Workload management is SA protection. Every task you defer or delegate during a high-workload phase is attentional bandwidth you are preserving for the picture.
Decision Making depends on SA and Knowledge
Sound decisions require two inputs: an accurate mental model of the current situation (SA) and the knowledge to evaluate options within it (Application of Knowledge). Remove either and the decision degrades. A pilot with excellent SA but insufficient systems knowledge may correctly perceive a problem and fail to identify the right solution. A pilot with deep knowledge but degraded SA may apply the correct procedure to the wrong diagnosis.
This is why the post-incident question "why did they make that decision?" so rarely has a simple answer. Decision failures almost always trace back to an upstream failure — in perception, in comprehension, in knowledge application — rather than a failure of judgement in isolation. The decision is the output. The inputs are what failed.
Professionalism underlies everything
Professionalism sits in a different relationship to the other competencies than they hold to each other. It is less a parallel domain and more a foundation. Self-awareness, integrity, commitment to standards, stress resilience — these aren't behaviours that operate alongside leadership or communication. They are the conditions under which all other competencies function reliably under pressure.

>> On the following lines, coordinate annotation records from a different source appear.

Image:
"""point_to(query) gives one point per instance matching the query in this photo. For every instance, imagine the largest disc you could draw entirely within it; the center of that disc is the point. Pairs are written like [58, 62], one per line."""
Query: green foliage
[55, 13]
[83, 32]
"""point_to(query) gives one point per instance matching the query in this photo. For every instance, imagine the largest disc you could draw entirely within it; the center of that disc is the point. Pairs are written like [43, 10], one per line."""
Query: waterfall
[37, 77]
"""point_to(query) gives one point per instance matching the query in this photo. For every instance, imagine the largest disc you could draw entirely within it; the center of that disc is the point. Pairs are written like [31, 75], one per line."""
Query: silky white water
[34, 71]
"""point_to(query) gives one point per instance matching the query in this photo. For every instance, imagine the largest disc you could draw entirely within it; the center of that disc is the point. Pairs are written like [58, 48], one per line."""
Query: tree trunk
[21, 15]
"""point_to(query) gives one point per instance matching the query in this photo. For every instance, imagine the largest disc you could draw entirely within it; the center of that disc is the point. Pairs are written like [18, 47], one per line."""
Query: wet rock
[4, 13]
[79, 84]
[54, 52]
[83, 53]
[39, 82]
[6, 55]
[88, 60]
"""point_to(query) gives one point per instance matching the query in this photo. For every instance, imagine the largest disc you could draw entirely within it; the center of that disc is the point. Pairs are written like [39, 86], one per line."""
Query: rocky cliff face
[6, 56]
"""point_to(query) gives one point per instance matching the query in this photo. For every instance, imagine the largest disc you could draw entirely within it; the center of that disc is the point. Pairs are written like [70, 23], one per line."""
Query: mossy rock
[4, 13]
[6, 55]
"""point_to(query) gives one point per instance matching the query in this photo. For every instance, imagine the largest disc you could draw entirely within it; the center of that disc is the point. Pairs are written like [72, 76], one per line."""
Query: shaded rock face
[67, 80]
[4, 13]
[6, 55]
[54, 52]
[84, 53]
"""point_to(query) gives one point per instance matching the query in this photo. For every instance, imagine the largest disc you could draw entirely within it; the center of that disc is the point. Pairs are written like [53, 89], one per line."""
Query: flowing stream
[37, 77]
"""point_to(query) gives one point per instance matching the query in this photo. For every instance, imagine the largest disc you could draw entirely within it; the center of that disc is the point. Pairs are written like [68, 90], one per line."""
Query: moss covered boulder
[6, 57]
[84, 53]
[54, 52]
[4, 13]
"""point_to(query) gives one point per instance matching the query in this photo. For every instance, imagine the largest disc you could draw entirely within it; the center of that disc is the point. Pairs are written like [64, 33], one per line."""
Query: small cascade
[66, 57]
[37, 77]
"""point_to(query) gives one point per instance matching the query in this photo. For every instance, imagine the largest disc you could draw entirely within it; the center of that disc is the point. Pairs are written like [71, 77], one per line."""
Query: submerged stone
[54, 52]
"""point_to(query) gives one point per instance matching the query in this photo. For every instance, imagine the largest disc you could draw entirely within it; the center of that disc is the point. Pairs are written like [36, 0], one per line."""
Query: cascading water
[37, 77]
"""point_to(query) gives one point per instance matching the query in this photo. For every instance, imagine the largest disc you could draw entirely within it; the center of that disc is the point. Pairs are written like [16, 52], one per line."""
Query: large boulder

A pilot with strong technical SA and poor self-awareness will consistently overestimate the quality of their own picture. A pilot with good communication skills and low integrity will use them selectively. Professionalism is the substrate on which everything else is built, which is precisely why it is the hardest competency to develop through instruction alone.
Three Connections in Practice
Abstract connections become meaningful when you see them play out in real operational scenarios. Here are three chains drawn directly from the 231 connections in the HPP framework — each showing how a behaviour in one competency activates, enables, or depends on behaviours in others.
What This Means for Development
If the competencies are a system, then developing them as a list is structurally inefficient. Improving your communication in isolation will plateau when the constraint is actually your SA — because without an accurate picture, there is nothing useful to communicate. Improving your SA will plateau when the constraint is workload management — because without spare capacity, SA cannot be sustained.
Effective development means practising behaviours at the points where they connect. A briefing practice session that simultaneously works communication clarity, role clarity, and threat identification is building three competencies at once because the behaviours genuinely co-occur. A debrief habit that combines honest self-assessment (Professionalism), error acknowledgement (Leadership), and post-flight review (Decision Making) is not doing three things — it is doing one thing that happens to develop three competencies.
This is the insight behind the Connections feature in the HPP app — the ability to build practice chains across competencies based on the real connections in the framework, rather than developing each competency in the isolation that the list format implies. The 231 connections aren't a theoretical construct. They are the actual dependency map of high performance on the flight deck.
The pilots who develop most rapidly are not those who work hardest on their weakest competency. They are those who understand where their competencies connect — and practise at the junctions.